I'm studying for an exam in thermodynamics and therefore going through old exams, but I am stuck on one assignment.
One kilomole of ideal monoatomic gas under standard conditions is
processed from condition 1 to condition 2 in two different ways: $1 \rightarrow 3 \rightarrow 2$ and $1 \rightarrow 4 \rightarrow 2$. Find the ratio of the thermal energies that must be transferred to the gas in these processes.
I tried to solve this by first using the first law of thermodynamics
$dU=dQ+dW$
where U is the internal energy, Q the thermal energy and W the work done by the gas.
The work can be obtained from
$dW=-pdV$
which in this case means the area under the graph
For the different pathways we get the following work:
$1 \rightarrow 3, \Delta W=0$
$3 \rightarrow 2, \Delta W=2p_0V_0$
$1 \rightarrow 4, \Delta W=p_0V_0$
$4 \rightarrow 2, \Delta W=0$
Since the gas is monoatomic and ideal $U$ can be calculated from
$U=3Nk_BT/2=3p_0V_0/2$
Plugging this into the first law of thermodynamics would give me
$1 \rightarrow 3 \rightarrow 2: Q=1.5p_0V_0-2p_0V_0=-1,5p_0V_0$
$1 \rightarrow 4 \rightarrow 2: Q=1.5 p_0V_0-p_0V_0=0.5p_0V_0$
However the correct answer is
$1 \rightarrow 3 \rightarrow 2: Q=1.5p_0V_0+5p_0V_0=6.5p_0V_0$
$1 \rightarrow 4 \rightarrow 2: Q=2.5p_0V_0+3p_0V_0=5.5p_0V_0$
What have I done wrong? It seems like I have missed some terms in $U$ but where would they come from?
Best Answer
The equation for First Law of Thermodynamics can be written in the form (starting from the equation you wrote with $dW=-pdV$)

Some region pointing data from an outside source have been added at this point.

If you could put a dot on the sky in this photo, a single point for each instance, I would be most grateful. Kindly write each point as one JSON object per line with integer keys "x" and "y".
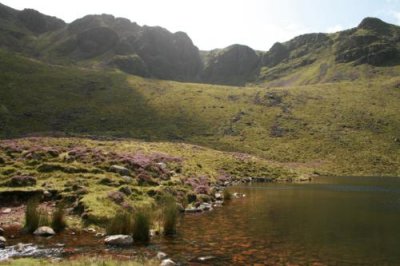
{"x": 218, "y": 23}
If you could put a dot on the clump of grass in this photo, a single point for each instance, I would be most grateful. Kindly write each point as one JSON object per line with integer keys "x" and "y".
{"x": 227, "y": 195}
{"x": 169, "y": 215}
{"x": 121, "y": 223}
{"x": 141, "y": 226}
{"x": 32, "y": 215}
{"x": 58, "y": 222}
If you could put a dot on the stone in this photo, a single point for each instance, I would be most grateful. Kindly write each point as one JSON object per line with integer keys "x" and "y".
{"x": 120, "y": 170}
{"x": 44, "y": 231}
{"x": 6, "y": 211}
{"x": 167, "y": 262}
{"x": 22, "y": 181}
{"x": 47, "y": 194}
{"x": 161, "y": 255}
{"x": 205, "y": 206}
{"x": 127, "y": 179}
{"x": 193, "y": 210}
{"x": 118, "y": 240}
{"x": 90, "y": 230}
{"x": 218, "y": 196}
{"x": 3, "y": 242}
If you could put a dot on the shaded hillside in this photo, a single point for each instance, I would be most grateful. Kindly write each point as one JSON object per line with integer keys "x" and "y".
{"x": 365, "y": 51}
{"x": 236, "y": 64}
{"x": 340, "y": 128}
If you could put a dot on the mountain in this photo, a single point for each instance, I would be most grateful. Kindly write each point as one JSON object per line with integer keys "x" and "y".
{"x": 342, "y": 120}
{"x": 342, "y": 128}
{"x": 106, "y": 42}
{"x": 319, "y": 58}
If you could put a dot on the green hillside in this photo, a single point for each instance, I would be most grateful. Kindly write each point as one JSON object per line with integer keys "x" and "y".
{"x": 334, "y": 128}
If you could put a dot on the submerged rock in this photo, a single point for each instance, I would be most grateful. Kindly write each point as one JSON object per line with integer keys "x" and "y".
{"x": 161, "y": 255}
{"x": 44, "y": 231}
{"x": 119, "y": 240}
{"x": 167, "y": 262}
{"x": 193, "y": 210}
{"x": 218, "y": 196}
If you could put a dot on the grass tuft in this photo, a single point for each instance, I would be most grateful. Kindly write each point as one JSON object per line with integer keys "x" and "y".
{"x": 32, "y": 215}
{"x": 141, "y": 226}
{"x": 169, "y": 215}
{"x": 58, "y": 222}
{"x": 121, "y": 223}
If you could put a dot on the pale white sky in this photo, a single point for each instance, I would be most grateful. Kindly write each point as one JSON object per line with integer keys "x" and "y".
{"x": 219, "y": 23}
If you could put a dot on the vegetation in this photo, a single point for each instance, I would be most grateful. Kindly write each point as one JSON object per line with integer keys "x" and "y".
{"x": 141, "y": 226}
{"x": 227, "y": 195}
{"x": 32, "y": 215}
{"x": 169, "y": 215}
{"x": 344, "y": 128}
{"x": 58, "y": 222}
{"x": 121, "y": 223}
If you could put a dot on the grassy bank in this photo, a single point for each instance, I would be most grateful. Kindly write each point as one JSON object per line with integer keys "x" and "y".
{"x": 98, "y": 179}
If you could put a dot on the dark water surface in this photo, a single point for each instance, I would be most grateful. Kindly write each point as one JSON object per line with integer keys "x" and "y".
{"x": 330, "y": 221}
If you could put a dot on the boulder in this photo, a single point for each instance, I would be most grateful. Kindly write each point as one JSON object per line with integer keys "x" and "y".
{"x": 193, "y": 210}
{"x": 44, "y": 231}
{"x": 118, "y": 240}
{"x": 2, "y": 242}
{"x": 22, "y": 181}
{"x": 167, "y": 262}
{"x": 205, "y": 206}
{"x": 120, "y": 170}
{"x": 161, "y": 255}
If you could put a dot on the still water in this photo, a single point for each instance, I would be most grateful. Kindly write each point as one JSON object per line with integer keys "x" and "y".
{"x": 331, "y": 221}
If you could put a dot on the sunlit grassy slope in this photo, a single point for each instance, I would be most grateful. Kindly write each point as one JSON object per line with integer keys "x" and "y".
{"x": 336, "y": 128}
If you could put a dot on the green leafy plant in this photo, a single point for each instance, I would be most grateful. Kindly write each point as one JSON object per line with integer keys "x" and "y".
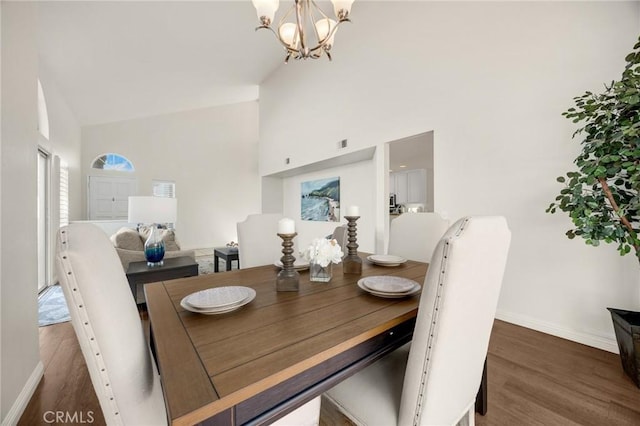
{"x": 602, "y": 195}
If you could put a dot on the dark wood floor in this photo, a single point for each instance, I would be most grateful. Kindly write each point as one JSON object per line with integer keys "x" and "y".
{"x": 534, "y": 379}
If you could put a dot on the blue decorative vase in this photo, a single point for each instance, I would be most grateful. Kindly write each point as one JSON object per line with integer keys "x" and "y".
{"x": 154, "y": 248}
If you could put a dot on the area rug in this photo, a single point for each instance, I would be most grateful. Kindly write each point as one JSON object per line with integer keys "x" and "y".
{"x": 52, "y": 307}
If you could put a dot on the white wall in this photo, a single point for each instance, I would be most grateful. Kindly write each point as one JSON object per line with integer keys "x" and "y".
{"x": 210, "y": 153}
{"x": 64, "y": 137}
{"x": 20, "y": 366}
{"x": 491, "y": 79}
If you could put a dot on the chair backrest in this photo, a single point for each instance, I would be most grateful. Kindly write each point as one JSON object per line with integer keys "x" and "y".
{"x": 258, "y": 241}
{"x": 455, "y": 317}
{"x": 106, "y": 321}
{"x": 415, "y": 235}
{"x": 342, "y": 237}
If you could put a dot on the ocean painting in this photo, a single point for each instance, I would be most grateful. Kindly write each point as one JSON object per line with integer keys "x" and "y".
{"x": 320, "y": 200}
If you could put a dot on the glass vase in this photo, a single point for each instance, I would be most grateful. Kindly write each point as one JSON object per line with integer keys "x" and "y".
{"x": 154, "y": 248}
{"x": 320, "y": 273}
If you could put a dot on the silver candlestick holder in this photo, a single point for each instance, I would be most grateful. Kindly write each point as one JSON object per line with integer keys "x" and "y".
{"x": 288, "y": 278}
{"x": 352, "y": 264}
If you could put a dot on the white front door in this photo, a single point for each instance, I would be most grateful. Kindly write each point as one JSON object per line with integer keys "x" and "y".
{"x": 109, "y": 197}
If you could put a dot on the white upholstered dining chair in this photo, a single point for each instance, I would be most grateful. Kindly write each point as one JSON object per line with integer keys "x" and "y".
{"x": 434, "y": 379}
{"x": 106, "y": 321}
{"x": 258, "y": 241}
{"x": 415, "y": 235}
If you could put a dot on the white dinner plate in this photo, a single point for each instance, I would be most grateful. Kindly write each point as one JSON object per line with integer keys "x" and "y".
{"x": 251, "y": 294}
{"x": 386, "y": 259}
{"x": 218, "y": 297}
{"x": 299, "y": 264}
{"x": 414, "y": 290}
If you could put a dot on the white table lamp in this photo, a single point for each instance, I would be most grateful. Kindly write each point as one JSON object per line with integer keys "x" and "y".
{"x": 150, "y": 210}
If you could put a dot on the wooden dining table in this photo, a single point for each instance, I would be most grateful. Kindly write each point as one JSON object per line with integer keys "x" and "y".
{"x": 263, "y": 360}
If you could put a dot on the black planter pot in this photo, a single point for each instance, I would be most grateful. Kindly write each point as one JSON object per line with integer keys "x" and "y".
{"x": 627, "y": 327}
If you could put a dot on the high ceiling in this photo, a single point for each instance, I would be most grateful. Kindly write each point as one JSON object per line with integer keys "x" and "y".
{"x": 115, "y": 61}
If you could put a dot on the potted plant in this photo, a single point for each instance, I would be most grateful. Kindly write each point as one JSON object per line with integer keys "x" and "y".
{"x": 602, "y": 196}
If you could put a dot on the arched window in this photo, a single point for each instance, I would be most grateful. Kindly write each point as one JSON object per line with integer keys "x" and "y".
{"x": 43, "y": 115}
{"x": 112, "y": 161}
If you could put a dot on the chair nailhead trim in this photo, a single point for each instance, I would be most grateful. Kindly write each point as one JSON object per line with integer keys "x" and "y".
{"x": 432, "y": 335}
{"x": 87, "y": 329}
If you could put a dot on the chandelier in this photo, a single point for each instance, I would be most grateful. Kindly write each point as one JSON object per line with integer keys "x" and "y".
{"x": 308, "y": 19}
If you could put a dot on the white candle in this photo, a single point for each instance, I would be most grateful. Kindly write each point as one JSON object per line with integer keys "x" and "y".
{"x": 286, "y": 226}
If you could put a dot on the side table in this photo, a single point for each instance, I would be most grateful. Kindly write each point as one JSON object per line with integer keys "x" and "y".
{"x": 228, "y": 254}
{"x": 174, "y": 267}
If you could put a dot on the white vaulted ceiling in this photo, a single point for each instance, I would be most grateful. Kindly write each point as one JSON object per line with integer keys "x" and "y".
{"x": 115, "y": 61}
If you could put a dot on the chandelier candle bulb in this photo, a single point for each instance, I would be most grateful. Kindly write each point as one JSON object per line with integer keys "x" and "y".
{"x": 286, "y": 226}
{"x": 311, "y": 33}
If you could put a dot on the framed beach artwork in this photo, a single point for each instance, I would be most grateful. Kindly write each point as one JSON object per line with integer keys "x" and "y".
{"x": 320, "y": 200}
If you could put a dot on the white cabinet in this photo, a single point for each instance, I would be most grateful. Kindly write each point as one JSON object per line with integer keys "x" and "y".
{"x": 409, "y": 186}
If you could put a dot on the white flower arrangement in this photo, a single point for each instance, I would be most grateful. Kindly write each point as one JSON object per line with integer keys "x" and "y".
{"x": 323, "y": 251}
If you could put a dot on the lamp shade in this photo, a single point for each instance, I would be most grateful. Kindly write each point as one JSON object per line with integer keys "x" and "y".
{"x": 146, "y": 209}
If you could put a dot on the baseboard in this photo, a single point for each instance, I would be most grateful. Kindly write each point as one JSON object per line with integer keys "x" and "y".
{"x": 608, "y": 344}
{"x": 18, "y": 407}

$$dQ=dU+pdV$$ where $dU=C_v dT$.Here for mono atomic ideal gas $C_v=\frac{3}{2}K_BT$. Using equation of state for ideal gas one gets $$ dU=\frac{3}{2}[Vdp+pdV]$$ So $$1\rightarrow3:dU=\frac{3}{2}p_0V_0,pdV=0$$ $$3\rightarrow2:dU=3p_0V_0,pdV=2p_0V_0$$ $$1\rightarrow4:dU=\frac{3}{2}p_0V_0,pdV=p_0V_0$$ $$4\rightarrow2:dU=3p_0V_0,pdV=0$$ So we see that the thermal energy for the two different path is $$1\rightarrow3\rightarrow 2:dQ=(\frac{3}{2}+3+2)p_0V_0=6.5p_0V_0$$ $$1\rightarrow4\rightarrow 2:dQ=(1+\frac{3}{2}+3)p_0V_0=5.5p_0V_0$$ Note:Internal energy is a state function which means it does not depends on which path you choose.You can see here in both path $dU$ is equal.